In this vein, I propose Africa to leverage on factoring, which has not received the needed recognition, promotion and the milieu to operate in most African countries, as a key alternative but reliable and sustainable means of financing its economic wheels on the global economic market. It is simply a trade finance scheme by which an entity discounts its invoices and sells to a factor for upfront cash. Factoring has exited over a century as a financing model for businesses across the globe. However, Africa’s share of the overall factoring business in the world is approximately 1% with South Africa as the leader (Bickers, 2017). It is yet a very complex and sophisticated market involving multinationals but which can retain local investors and banks when regulated adequately with the right legal environment (Bickers, 2017). The advantages of invoice discounting stand out from other known traditional financing schemes such as loans and overdraft facilities (Bickers, 2017). Fortunately, Africa has a vehicle already in motion that has a special interest in promoting factoring activities. The African Export-Import Bank (Afreximbank) has since 1993 offered the expertise and financial injections to give technical, financial, legal and research support to countries that embrace and crave for the use of factoring to resource their MSMEs in particular. Recently, the bank moved in a way to absolve African MSMEs against the ramifications of the pandemic with a whopping $3billion as a buffer to cushion businesses that will suffer from the anticipated rippling effects of the pandemic in future. This effort must be a reckoning to the AfCFTA Secretariat and African governments to think outside the box in search of such interventions to absolve the aftermath shocks of the pandemic on MSMEs operating from the shores of Africa. What is needed to maximise the merits of factoring enterprise is to rely on existing international and regional factoring legal frameworks to encourage African countries to enact laws purposely suited to regulate the factoring industry in tune with their socio-economic dynamics.
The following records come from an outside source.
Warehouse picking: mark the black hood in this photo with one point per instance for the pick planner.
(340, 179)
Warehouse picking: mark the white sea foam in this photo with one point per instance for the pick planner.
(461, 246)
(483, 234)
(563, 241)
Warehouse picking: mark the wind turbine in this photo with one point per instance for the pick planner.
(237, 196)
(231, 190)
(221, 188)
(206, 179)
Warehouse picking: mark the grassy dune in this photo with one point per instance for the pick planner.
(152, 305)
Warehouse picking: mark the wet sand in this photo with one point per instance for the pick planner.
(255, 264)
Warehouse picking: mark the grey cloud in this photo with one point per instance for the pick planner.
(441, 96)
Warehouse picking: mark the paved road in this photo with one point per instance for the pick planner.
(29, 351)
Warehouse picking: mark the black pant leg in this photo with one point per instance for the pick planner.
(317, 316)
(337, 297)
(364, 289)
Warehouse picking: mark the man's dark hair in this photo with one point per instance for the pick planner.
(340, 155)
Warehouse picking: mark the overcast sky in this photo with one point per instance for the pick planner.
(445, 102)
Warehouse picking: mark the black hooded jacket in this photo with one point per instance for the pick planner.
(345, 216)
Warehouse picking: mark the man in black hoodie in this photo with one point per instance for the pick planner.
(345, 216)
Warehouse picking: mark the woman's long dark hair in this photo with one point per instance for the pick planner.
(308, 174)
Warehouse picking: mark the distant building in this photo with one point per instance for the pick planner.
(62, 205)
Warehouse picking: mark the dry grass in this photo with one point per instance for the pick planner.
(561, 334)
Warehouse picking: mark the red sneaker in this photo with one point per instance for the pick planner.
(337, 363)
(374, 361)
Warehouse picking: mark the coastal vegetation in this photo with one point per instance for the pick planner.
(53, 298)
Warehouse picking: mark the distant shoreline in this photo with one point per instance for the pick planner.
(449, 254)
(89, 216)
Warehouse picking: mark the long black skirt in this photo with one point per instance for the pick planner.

In conclusion, the world of commerce after this pandemic will change significantly and controlled by those countries and blocs whose industries, research, trade, and technology are robustly resourced and positioned to take advantage of the new market of knowledge, utilities and essential commodities of life. Access to trade finance is predicted to be the fundamental contrasting issue between developed and developing countries. Trade facilitation to move value-added products and services more efficiently across borders to other parts of the world must inform the thinking and planning of governments in the short and medium-term. Technical assistance in trade facilitation by AfCFTA in this course to offer the needed incentives for importers, exporters and players of international trade on the continent in reducing delays and cost of doing business across borders is non-negotiable. The benefit of hindsight in international economics offers practical models on how Africa can leverage its potential resources to succeed after this period. This will depend essentially on how the continent prepares its MSMEs through a reliable, sustainable, and efficient system of trade financing to carry its economic objectives. Factoring has proven over the years and across the globe as one surest means of achieving this. In such a situation, one cannot but advocate strongly for policy synchronisation of all facets of the economies towards building a resilient trade and investment sector for Africa spearheaded by the MSMEs.